There, above the cut corn, were the tenuous clouds waiting for ignition, ready for the fire of sunset. The ice crystal cirrus, common "mares tail" clouds, streaked the entire sky and began, as both the sun and the temperature dropped, to come alive with pastel color.
Minutes later a jet contrail, one of many, coursed through the sky, a still-white plume in the sun's direct rays. But look below as the sky begins to glow with pinks, warm reds and oranges and gold.
And but a few minutes more and the telltale red of the setting sun now casts that warmer light on the jet, too. The pure light of the sun is angled ever higher as I, down here in the field, stand in chilling shadow.
Now the true colors of sunset take over. The sun is well below the horizon and the strip of orange becomes thinner. The blue above returns; the cirrus are lit by red as night approaches.
But zooming in on the tree to the left, that sky is still afire. The embers are still alive; the sky is awash with gold.
Moving back, the clouds and contrails do their job, offer themselves up to reflection. It is like looking at a golden plate, held to the light and almost too bright for mere eyes.

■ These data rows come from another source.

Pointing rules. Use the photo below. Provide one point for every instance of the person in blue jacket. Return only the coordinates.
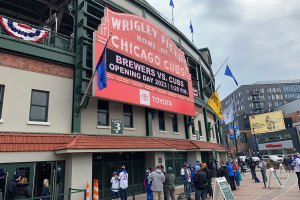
(231, 176)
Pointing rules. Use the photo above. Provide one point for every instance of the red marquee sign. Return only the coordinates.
(273, 145)
(144, 66)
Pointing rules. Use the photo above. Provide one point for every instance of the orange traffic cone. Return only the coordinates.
(96, 190)
(87, 191)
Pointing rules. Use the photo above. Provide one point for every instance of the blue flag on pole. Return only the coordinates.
(191, 27)
(101, 70)
(229, 73)
(172, 4)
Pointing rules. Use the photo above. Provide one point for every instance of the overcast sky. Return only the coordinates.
(260, 37)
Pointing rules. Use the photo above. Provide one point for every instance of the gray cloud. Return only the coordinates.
(262, 38)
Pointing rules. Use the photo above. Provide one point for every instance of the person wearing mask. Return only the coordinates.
(296, 164)
(169, 185)
(186, 177)
(147, 184)
(157, 178)
(115, 185)
(200, 183)
(45, 190)
(123, 176)
(231, 176)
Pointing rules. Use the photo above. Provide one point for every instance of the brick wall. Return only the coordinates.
(39, 66)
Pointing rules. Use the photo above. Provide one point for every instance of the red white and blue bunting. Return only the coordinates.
(22, 31)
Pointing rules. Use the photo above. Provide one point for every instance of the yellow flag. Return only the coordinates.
(215, 104)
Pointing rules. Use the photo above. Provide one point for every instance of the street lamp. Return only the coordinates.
(256, 143)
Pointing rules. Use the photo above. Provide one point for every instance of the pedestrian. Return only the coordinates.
(45, 190)
(237, 174)
(252, 166)
(231, 176)
(296, 164)
(169, 185)
(115, 185)
(147, 184)
(209, 175)
(263, 168)
(222, 171)
(157, 178)
(200, 183)
(186, 177)
(123, 176)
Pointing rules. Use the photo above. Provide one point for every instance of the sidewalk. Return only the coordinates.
(256, 191)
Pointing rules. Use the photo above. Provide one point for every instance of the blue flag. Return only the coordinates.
(229, 73)
(172, 4)
(101, 70)
(191, 27)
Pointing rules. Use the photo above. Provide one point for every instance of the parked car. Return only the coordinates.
(273, 158)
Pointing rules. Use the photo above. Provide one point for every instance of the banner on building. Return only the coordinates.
(144, 66)
(215, 104)
(267, 122)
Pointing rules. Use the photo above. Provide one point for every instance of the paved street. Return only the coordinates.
(256, 191)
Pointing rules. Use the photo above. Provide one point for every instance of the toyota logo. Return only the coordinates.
(144, 97)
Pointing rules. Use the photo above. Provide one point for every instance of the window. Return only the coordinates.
(127, 114)
(39, 106)
(1, 99)
(174, 122)
(193, 128)
(161, 121)
(200, 128)
(103, 113)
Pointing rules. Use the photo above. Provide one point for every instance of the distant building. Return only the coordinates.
(263, 96)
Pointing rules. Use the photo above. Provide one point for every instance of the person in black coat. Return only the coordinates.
(200, 183)
(222, 171)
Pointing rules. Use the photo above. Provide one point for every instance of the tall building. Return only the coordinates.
(263, 96)
(152, 111)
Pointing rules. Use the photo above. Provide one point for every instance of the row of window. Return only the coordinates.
(38, 105)
(292, 96)
(291, 88)
(103, 116)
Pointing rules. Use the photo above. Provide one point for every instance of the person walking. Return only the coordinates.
(237, 174)
(209, 175)
(123, 176)
(231, 176)
(186, 177)
(222, 171)
(169, 185)
(45, 190)
(263, 168)
(296, 164)
(147, 184)
(115, 185)
(200, 183)
(157, 178)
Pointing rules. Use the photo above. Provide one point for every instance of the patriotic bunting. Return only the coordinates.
(22, 31)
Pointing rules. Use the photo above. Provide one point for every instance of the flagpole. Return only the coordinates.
(216, 73)
(91, 80)
(172, 15)
(206, 102)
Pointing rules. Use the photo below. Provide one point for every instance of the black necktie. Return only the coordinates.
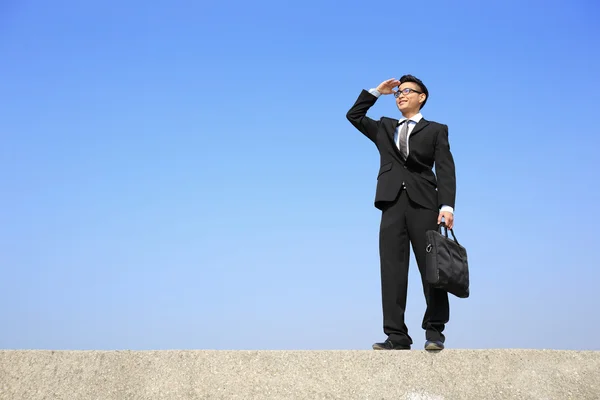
(403, 139)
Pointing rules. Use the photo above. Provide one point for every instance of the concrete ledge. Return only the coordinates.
(410, 375)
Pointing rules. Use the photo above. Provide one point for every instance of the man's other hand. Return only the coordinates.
(386, 87)
(448, 218)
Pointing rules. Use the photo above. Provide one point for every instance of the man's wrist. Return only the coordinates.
(447, 209)
(375, 92)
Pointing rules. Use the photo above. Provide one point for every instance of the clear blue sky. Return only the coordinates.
(181, 175)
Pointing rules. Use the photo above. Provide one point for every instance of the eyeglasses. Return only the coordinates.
(405, 92)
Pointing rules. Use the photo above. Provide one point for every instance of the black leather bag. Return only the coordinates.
(446, 262)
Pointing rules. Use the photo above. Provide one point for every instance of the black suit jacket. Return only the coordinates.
(428, 145)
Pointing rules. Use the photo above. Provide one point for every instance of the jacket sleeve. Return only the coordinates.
(357, 115)
(445, 169)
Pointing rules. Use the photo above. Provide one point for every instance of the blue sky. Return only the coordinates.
(181, 175)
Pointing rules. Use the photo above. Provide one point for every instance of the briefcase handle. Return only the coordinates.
(443, 225)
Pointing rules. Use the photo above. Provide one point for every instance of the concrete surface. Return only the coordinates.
(399, 375)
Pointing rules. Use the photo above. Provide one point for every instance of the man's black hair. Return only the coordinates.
(414, 79)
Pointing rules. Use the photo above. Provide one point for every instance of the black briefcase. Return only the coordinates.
(446, 263)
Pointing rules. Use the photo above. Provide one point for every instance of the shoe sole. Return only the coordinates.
(383, 348)
(433, 347)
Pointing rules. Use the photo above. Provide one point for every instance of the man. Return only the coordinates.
(412, 199)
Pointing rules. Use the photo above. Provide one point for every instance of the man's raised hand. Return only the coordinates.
(386, 87)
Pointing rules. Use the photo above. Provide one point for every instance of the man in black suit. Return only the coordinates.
(412, 199)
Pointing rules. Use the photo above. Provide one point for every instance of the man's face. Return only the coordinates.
(410, 102)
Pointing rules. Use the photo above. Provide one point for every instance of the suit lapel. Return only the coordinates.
(419, 127)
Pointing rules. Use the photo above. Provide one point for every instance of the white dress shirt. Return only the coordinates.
(414, 120)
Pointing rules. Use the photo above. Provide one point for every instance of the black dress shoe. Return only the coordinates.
(390, 345)
(434, 345)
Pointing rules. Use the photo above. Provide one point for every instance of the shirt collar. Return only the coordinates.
(415, 118)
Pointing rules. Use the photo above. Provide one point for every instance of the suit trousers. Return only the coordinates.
(402, 222)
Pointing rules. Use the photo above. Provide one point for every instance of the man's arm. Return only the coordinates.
(358, 113)
(446, 177)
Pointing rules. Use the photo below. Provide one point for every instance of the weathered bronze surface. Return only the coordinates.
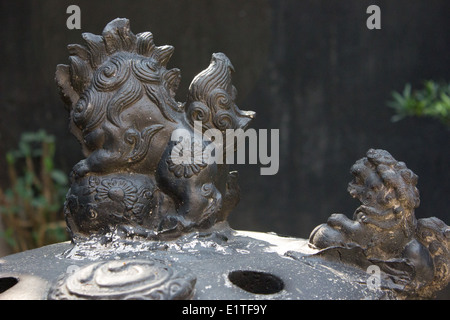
(413, 254)
(145, 226)
(121, 100)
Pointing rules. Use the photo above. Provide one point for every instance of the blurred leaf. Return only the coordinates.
(433, 100)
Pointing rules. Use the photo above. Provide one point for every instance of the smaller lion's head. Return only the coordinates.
(387, 191)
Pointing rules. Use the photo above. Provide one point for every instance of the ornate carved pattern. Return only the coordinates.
(121, 99)
(125, 280)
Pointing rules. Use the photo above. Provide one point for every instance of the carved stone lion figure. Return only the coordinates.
(121, 100)
(384, 227)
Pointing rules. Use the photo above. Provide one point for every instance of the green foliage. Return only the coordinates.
(31, 208)
(433, 100)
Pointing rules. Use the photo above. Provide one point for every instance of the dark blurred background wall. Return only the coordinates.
(309, 68)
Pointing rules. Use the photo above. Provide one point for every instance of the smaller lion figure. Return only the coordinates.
(413, 252)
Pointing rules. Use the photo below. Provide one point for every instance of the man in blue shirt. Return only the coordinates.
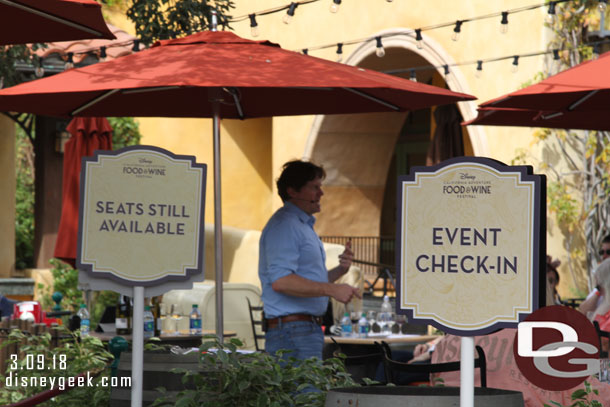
(296, 284)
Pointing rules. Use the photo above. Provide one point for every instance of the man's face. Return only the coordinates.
(605, 250)
(308, 197)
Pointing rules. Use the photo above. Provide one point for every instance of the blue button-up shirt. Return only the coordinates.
(290, 245)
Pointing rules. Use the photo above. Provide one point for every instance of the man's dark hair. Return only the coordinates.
(295, 174)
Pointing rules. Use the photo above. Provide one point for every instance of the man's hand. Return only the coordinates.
(345, 258)
(344, 293)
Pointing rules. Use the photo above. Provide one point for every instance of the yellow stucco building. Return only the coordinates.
(362, 153)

At sunset's peak, the bright oranges fade and reds begin to appear. Night comes pressing down from above. The corn stubble at my feet darkens and my steps must be more carefully placed. The nighttime animals begin to stir while the birds take to their roost. All is silent.
When I cross the field and again step onto my own property, I look back towards the sun, through our row of pines, and see night falling like a curtain. The pines become mere silhouettes.

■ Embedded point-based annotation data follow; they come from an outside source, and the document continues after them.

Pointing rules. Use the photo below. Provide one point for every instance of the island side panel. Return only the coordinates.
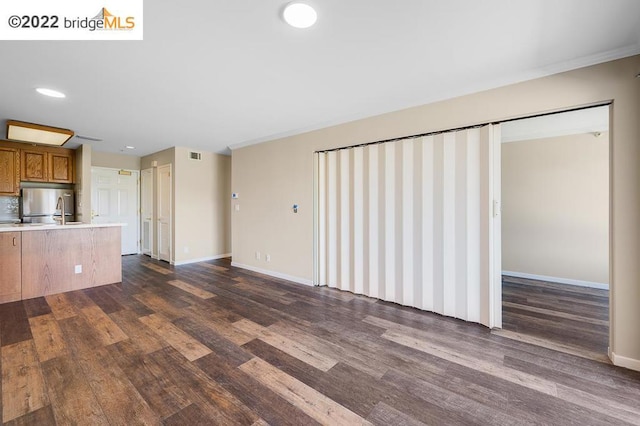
(106, 257)
(49, 259)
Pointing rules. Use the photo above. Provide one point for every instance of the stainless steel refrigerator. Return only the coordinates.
(39, 205)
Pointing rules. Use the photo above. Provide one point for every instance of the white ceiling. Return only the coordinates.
(212, 74)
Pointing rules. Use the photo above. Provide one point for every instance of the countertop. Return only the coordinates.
(21, 227)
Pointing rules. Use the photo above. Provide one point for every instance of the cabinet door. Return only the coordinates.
(34, 166)
(9, 171)
(60, 168)
(10, 267)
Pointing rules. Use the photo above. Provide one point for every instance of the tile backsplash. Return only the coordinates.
(9, 208)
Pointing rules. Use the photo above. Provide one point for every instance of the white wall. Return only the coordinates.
(201, 203)
(555, 207)
(115, 161)
(83, 183)
(270, 177)
(202, 206)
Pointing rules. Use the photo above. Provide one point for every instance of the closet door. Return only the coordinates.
(414, 221)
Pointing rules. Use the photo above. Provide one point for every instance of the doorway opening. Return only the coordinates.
(555, 231)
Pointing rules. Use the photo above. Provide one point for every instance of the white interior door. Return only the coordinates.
(415, 222)
(114, 199)
(164, 212)
(146, 211)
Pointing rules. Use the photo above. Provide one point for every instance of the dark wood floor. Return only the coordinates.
(566, 317)
(214, 345)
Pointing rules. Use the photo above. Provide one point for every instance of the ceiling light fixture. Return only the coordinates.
(50, 92)
(299, 15)
(36, 133)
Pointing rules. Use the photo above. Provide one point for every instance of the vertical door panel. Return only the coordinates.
(411, 222)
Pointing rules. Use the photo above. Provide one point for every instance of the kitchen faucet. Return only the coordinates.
(60, 205)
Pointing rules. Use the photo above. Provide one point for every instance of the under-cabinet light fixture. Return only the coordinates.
(37, 133)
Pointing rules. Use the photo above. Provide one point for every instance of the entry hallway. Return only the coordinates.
(210, 344)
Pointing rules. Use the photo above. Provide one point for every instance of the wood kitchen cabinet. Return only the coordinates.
(61, 167)
(9, 171)
(47, 165)
(10, 266)
(34, 166)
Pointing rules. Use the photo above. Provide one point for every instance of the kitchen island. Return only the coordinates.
(38, 260)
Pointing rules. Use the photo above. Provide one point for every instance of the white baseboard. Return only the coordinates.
(603, 286)
(621, 361)
(296, 280)
(202, 259)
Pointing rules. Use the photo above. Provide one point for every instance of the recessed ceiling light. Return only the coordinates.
(299, 15)
(50, 92)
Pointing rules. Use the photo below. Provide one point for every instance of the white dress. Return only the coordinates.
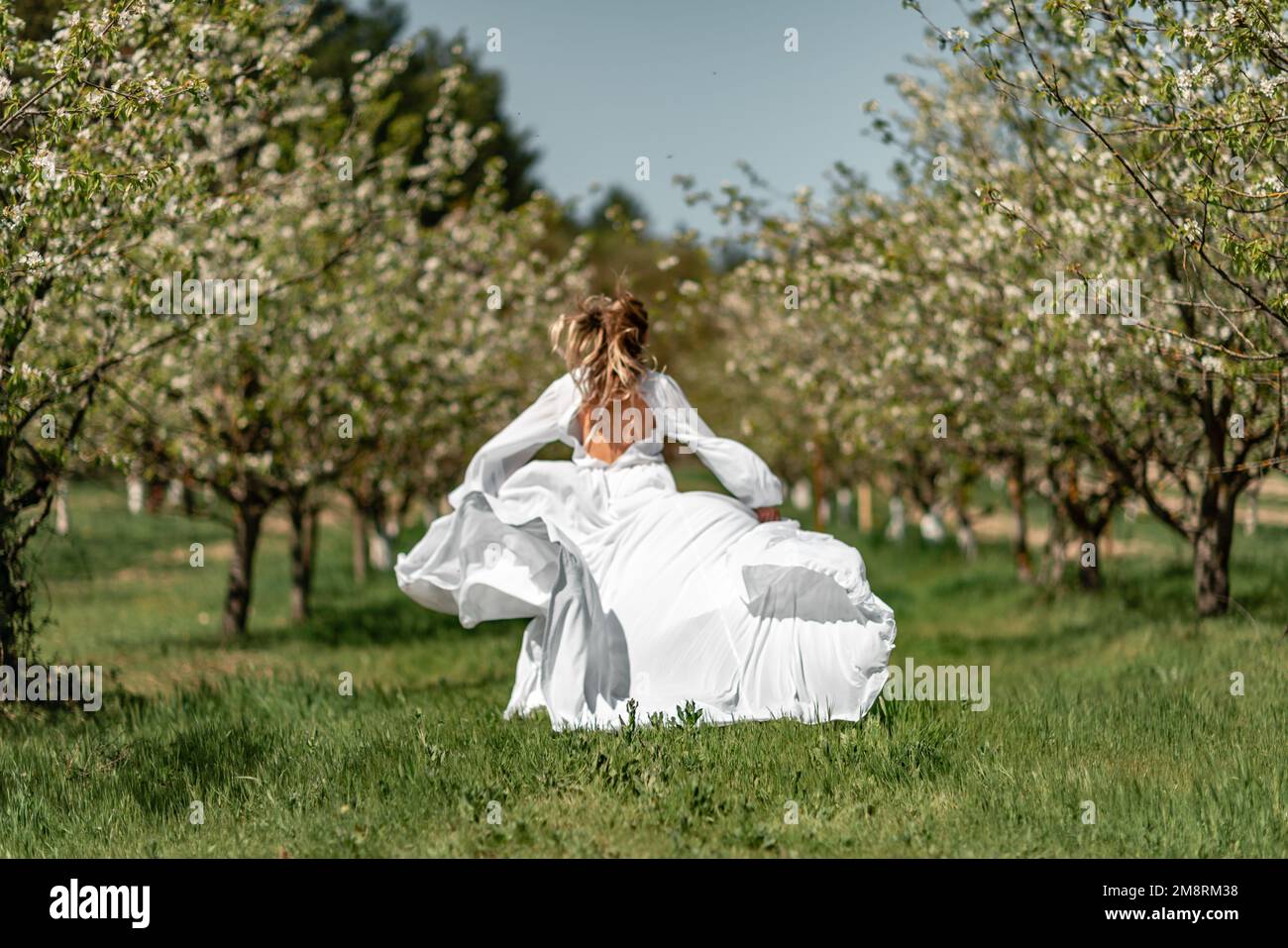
(638, 591)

Finally, as I approach the house, the moon has grown brighter and competes with the maple for attention. In the day, the maple with its fire-engine leaves takes your breath away. But now, as it fades in darkness, the moon commands my last view.
"Where have you been?" Dad asks as I step back into the warm house. I had planned no more than a short walk across the road to watch the sun set behind Pinehaven. But I had become so taken by the spectacle that time had slipped away. I pull off my jacket, put away my shoes and smile at my absolute good fortune.
The world turns. Day slides into night. It is all good. Tomorrow it will all begin anew.